Background
Anesthesiologists rely on auscultation and clinical exam to determine correct endotracheal tube (ETT) placement since CXR or fluoroscopy are only rarely available. Several studies have shown that 18-19% of all the intubations result in inappropriate endotracheal tube placement and as high as 11% of malpositioned endotracheal tubes are not recognized after standard auscultation and clinical exam. {1,2} Recently the utility of point of care ultrasound (POCUS) to identify appropriate placement of the endotracheal tube in adults has been demonstrated. This is assessed by identifying the trachea motion secondary to adjustment of the ETT cuff,. {3} Importantly, similar utility has yet to be determined in pediatrics. This study sought to evaluate the utility of a POCUS exam to identify appropriate ETT position in a pediatric population by examining measurements of the ultrasound examination to those from routine fluoroscopy.
Methods
Pediatric patients (from birth to 10 years old) requiring general anesthesia for cardiac cath procedures involving chest fluoroscopy were consented for the study. The patient underwent induction with verification of appropriate ETT position via standard practice (auscultation and clinical exam). After ETT was deemed to be in appropriate position, an ultrasound linear probe was placed in a midline longitudinal tracheal view and the ETT cuff was identified by assessing for tracheal shape alteration during palpation of pilot balloon (occlude and release test). Once identified, the cuff location was marked on the US image and measurements were obtained to the sternal notch, cricoid cartilage, and thyroid cartilage’s.

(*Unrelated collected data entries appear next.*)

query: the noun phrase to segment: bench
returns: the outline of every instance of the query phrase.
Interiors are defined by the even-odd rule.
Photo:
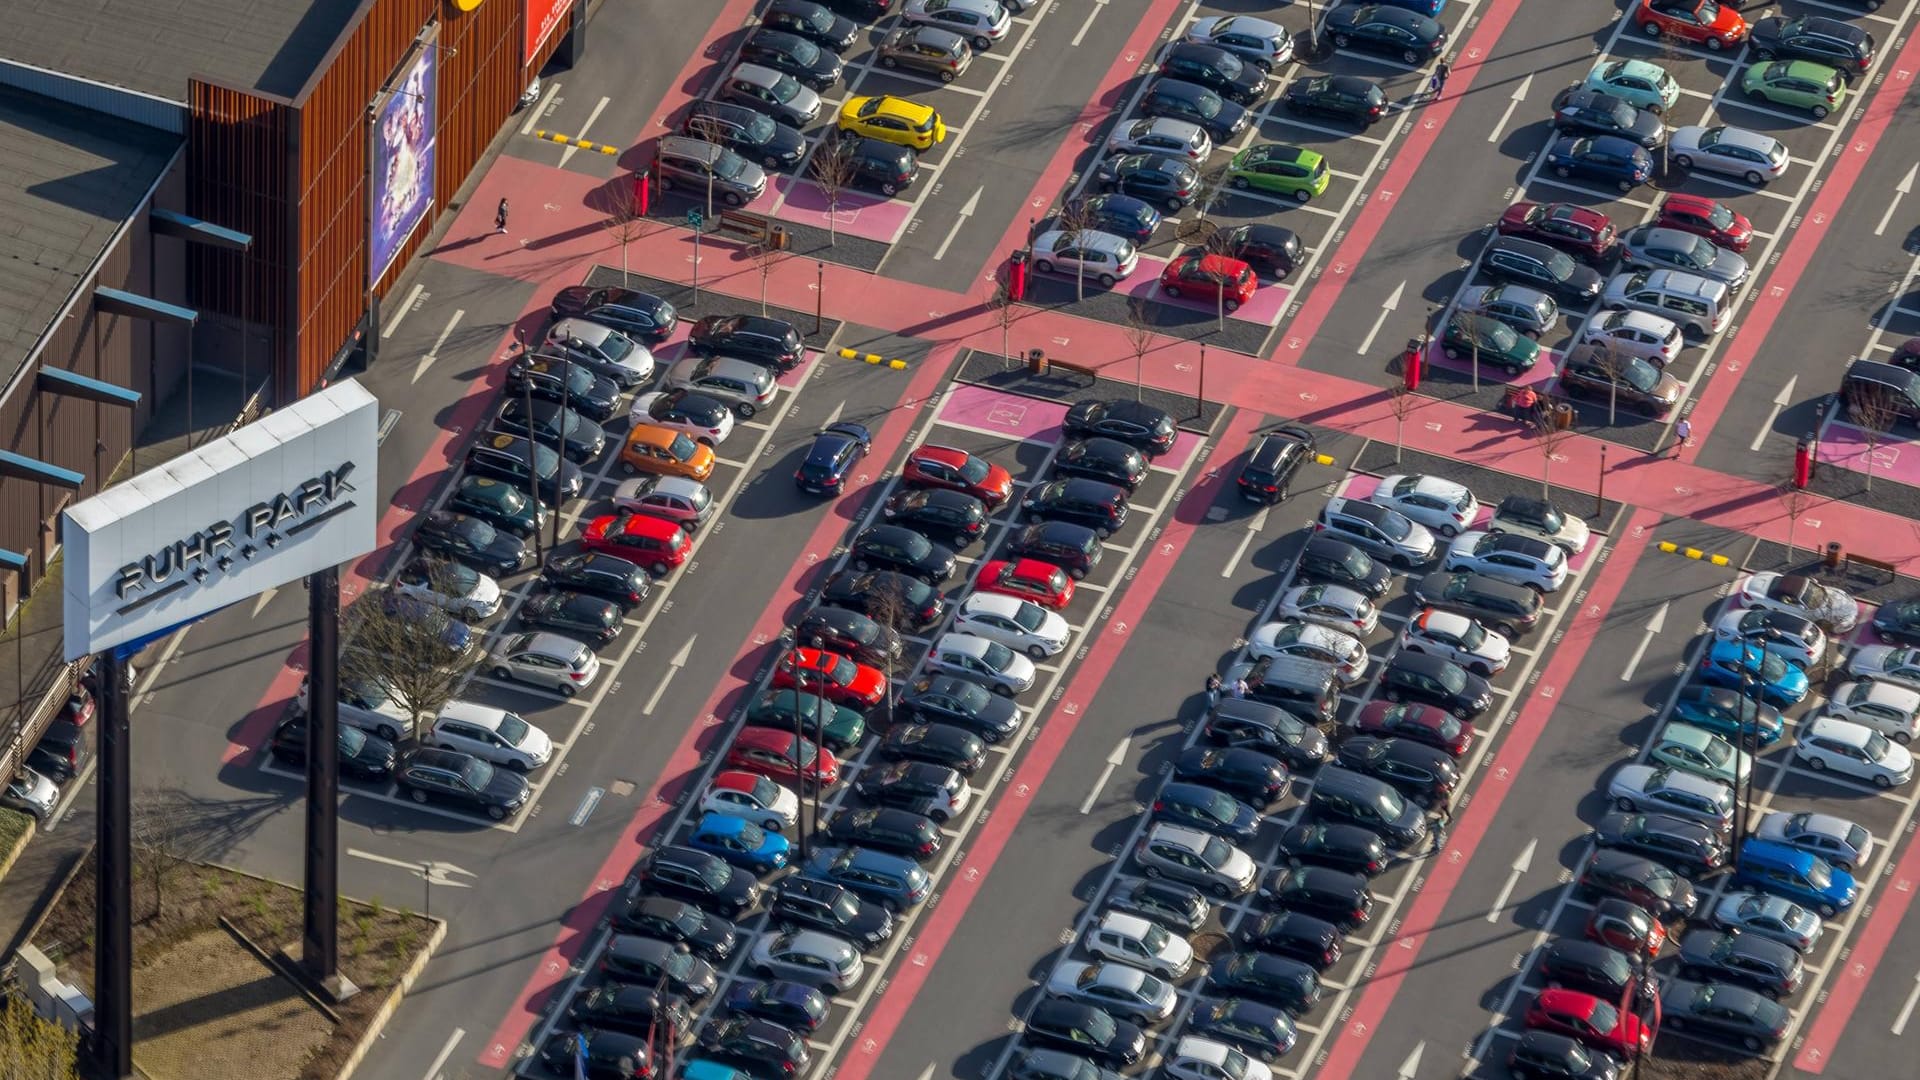
[[[1889,582],[1892,582],[1895,578],[1898,578],[1900,576],[1899,568],[1894,566],[1892,562],[1886,559],[1870,559],[1865,555],[1854,555],[1849,553],[1847,555],[1847,569],[1852,570],[1856,566],[1863,566],[1869,570],[1878,570],[1881,573],[1887,575],[1887,581]]]
[[[1027,370],[1035,375],[1046,375],[1050,372],[1062,371],[1069,375],[1084,376],[1089,380],[1098,380],[1100,378],[1100,369],[1091,364],[1075,364],[1067,360],[1055,360],[1039,349],[1028,351]]]
[[[773,223],[765,214],[749,214],[745,210],[720,211],[718,231],[733,233],[749,244],[765,244],[778,251],[787,248],[787,230]]]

Transverse trachea view was also obtained to identify the location of the esophagus. Finally, bilateral pleural lung sliding was also evaluated. The patient then underwent chest fluoroscopy that was later reviewed to assess the location of ETT in relationship to the carina. Primary comparison was correlation assessment between the ultrasound measurements to the fluoroscopy measurements. Specifically, the fluoroscopy measurement of the carina to the ETT tip plus the measured distance of the balloon cuff to the tip of the ETT was compared to the ultrasound measurement of the thyroid cartilage to the cuff of the ETT. In addition, the incidence of inappropriate ETT location was also compared between the auscultation/clinical exam and both the ultrasound and fluoroscopy examinations. Finally time to perform the POCUS exam was also recorded
Results
Preliminary results indicate 100% detection/visualization of the ETT cuff with the POCUS exam. Average time to perform the exam was 163 secs (stdev = 67sec). A strong correlation (R=0.98) was demonstrated between the fluoroscopy measurements to the ultrasound measurements (p=0.024). Currently, all exams (auscultation, fluoroscopy, and ultrasound) have demonstrated appropriate ETT placement. Additionally, the POCUS exams have demonstrated 100% visualization of the esophagus, with 80% demonstrating the esophagus to be to the left of the trachea.
Conclusion
Preliminary data suggests that airway POCUS is a fast and reliable modality to verify adequate depth of the ETT in the pediatric population.